Abstract: For a long time, dynamic tracing has been an enabling technique for reverse engineering tools. Tracing can not only be used to record the control flow of a particular component such as a piece of malware itself, it is also a way to analyze the interactions of a component and their impact on the rest of the system. Unlike Unix-based systems, for which several dynamic tracing tools are available, Windows has been lacking appropriate tools. From a reverse engineering perspective, however, Windows may be considered the most relevant OS, particularly with respect to malware analysis. In this paper, we present NTrace, a dynamic tracing tool for the Windows kernel, drivers, system libraries, and applications that supports function boundary tracing. NTrace incorporates 2 novel approaches: (1) a way to integrate with Windows Structured Exception Handling and (2) a technique to instrument binary code on IA-32 architectures that is both safe and more efficient than DTrace.
In Proceedings of the 16th Working Conference on Reverse Engineering. October 13-16, 2009, Lille, France.
The slides contain animations, so prefer the PPTX version.
Dynamic Tracing of Windows NT Kernel Mode Components
Abstract: Dynamic tracing can be utilized for a variety of purposes, debugging, performance evaluation,
and program analysis being amongst them. Although the implementations of respective
tracing systems tend to differ sharply, a limited number of tracing techniques can be
identified which all of these solutions base on. Based on this insight, part I of this thesis
discusses these tracing techniques in detail and proposes an appropriate classification
scheme. This scheme promises to allow both current and future tracing solutions to be
classified based on their usage of these tracing techniques.

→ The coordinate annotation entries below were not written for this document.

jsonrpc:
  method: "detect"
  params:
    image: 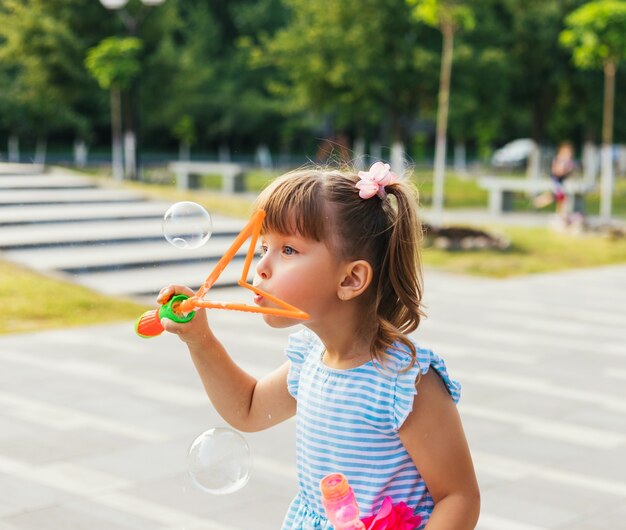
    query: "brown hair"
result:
[256,167,424,366]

In its second part, this thesis discusses NTrace, a dynamic function boundary tracing
solution for Windows NT kernel mode components that has been developed as part of
this effort. NTrace not only demonstrates how synergies with Microsoft’s Hotpatching
technology can be utilized in order to achieve safety regarding runtime code modification.
It also stands out due to deep integration with the exception handling infrastructure of
Windows, Structured Exception Handling. With the ability to trace exception unwinds,
NTrace is able to yield more precise results than a sheer function entry/exit tracing approach
would allow.
By not restricting the usage to customized kernel versions but providing support for retail
editions of IA-32 Windows NT, NTrace also promises general applicability. Finally, the
performance of NTrace, and the overhead imposed by tracing activity, is discussed in part
III, which concludes the thesis.
Master’s thesis, October 2008, Hasso-Plattner-Institut, Potsdam, Germany.